- Directed by: Michael Paul Girard
- Written by: Jerry Feifer (story by) Peter Flemming
- Produced by: Michael Feifer
- Starring: David Byrnes April Breneman Loren Schmalle Alisha Christensen Ashlie Rhey
- Cinematography: Denis Maloney
- Edited by: Tony Miller
- Music by: Miriam Cutler
- Distributed by: Simitar Entertainment (US, DVD)
- Release date: 1995;
- Running time: 95 min.
- Country: United States
- Language: English

= Witchcraft VII: Judgement Hour =

Witchcraft VII: Judgement Hour (also known as Witchcraft 7: A Taste for Blood) is a 1995 American horror film directed by Michael Paul Girard and starring David Byrnes, April Breneman, Loren Schmalle, Alisha Christensen, and Ashlie Rhey. The seventh instalment in the Witchcraft film series, it was produced by Vista Street Entertainment and released direct-to-video on December 27, 1995, by Troma Studios. The script was written by Peter Flemming.

==Plot==
A vampire, Martin Hassa (Loren Schmalle), is attacking young women in the Los Angeles area, and while at a party, he attacks and leaves Rachel (Ashlie Rhey) for dead. Jack (Mark Blydel) and Emily (Aline Kassman) have summoned their friend and lawyer, Will Spanner (David Byrnes) to the hospital as their child was hit by a drunk driver. While there, Spanner sees Rachel's roommate Sally (Mai-Lis Holmes) bring her into the hospital, and after Rachel's death sees the priest giving last rites have his rosary explode during the ceremony.

An investigation into Rachel reveals a plot by Hassa to control the nation's blood supply, leading to the deduction that Hassa is a vampire. The investigation reveals that Hassa is not only a vampire, but also the owner of the Romanian Cobol Corporation, the company which is entering a business merger that will give it control of the world's blood supply.

Suspicious, Spanner calls LAPD Detective Lutz (Alisa Christensen), who with partner Detective Garner (John Cragen) head to the hospital in time to see Rachel rise from the dead. Rachel overpowers Spanner and the two detectives, and a pursuit of Rachel by the Detectives only shows that bullets will not stop her, resulting in Will staking her. Hassa possesses and forces Keli to attack Will. Convinced of what's happening, Lutz and Garner accompany Will to the merger meeting, where they shoot Hassa's underlings.

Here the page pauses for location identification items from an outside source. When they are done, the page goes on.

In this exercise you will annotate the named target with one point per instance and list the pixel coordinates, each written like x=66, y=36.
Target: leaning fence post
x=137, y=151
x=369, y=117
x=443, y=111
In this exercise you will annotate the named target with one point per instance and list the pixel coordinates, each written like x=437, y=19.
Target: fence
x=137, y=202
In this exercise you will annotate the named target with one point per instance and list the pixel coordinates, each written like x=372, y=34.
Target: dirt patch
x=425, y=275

Spanner, Lutz and Garner manage to foil these plans at the last minute, but not without the death of one of the trio of investigators as Will stakes Hassa but is mortally wounded himself. Hassa makes it back to Keli and tries to convince her to help him, but she finishes him off instead.

==Production==
Witchcraft VII: Judgement Hour was intended to be the last entry in the series; the VHS box describes the film as "the final chapter". The film was released as Witchcraft 7: A Taste for Blood in the United Kingdom.

Main character Will Spanner is played by David Byrnes, who would return for Witchcraft IX: Bitter Flesh. Director Michael Paul Girard also returned to helm Witchcraft IX. Detective Lutz, a male character in the previous film, Witchcraft VI: The Devil's Mistress, is retconned into a female character and played by Alisa Christensen, although a later episode describes this character as a relative. Her partner Detective Garner also returns, this time played by a younger actor, John Cragen. Spanner's girlfriend Keli is once again played by a different actress, April Breneman.

==Reception==
Critical reception to the film was mostly negative. AllMovie gave Witchcraft VII: Judgement Hour 2.5 stars out of 5. In a one star review, TV Guide said that it offered "little in the way of thrills or imagination" and that the series had "strayed so far from its original conception that there's no actual witchcraft in this instalment". While a seduction scene with Ashlie Rhey was highlighted as being "fairly sensual" and although the opening scenes features some "decent acting", the review concludes that the film "quickly descends into half-baked confrontations, ineffective erotica, unpersuasive histrionics, and illogical scripting."

In October 2015, Katie Rife of The A.V. Club named the film the fifth-best in the (then 13-film long) series, saying that it had a "nice mid-’90s feel to it". Although Rife found it to be "the most gratuitously sexist" of all the films, it was a "fun watch", "despite all its ickiness and bad special effects." In a negative review for CraveOnline, Witney Seibold also noted the lack of witchcraft in the "out-and-out vampire movie", which featured "truly baffling scene[s]", "one of the silliest movie monsters I've ever seen" and "pervy" camera work.

==Continuity==
Spanner's use of his powers is very limited in the film. The next film in the series is Witchcraft VIII: Salem's Ghost, although it is a standalone film and not a direct sequel. The film which resolves Spanner's death is Witchcraft IX: Bitter Flesh.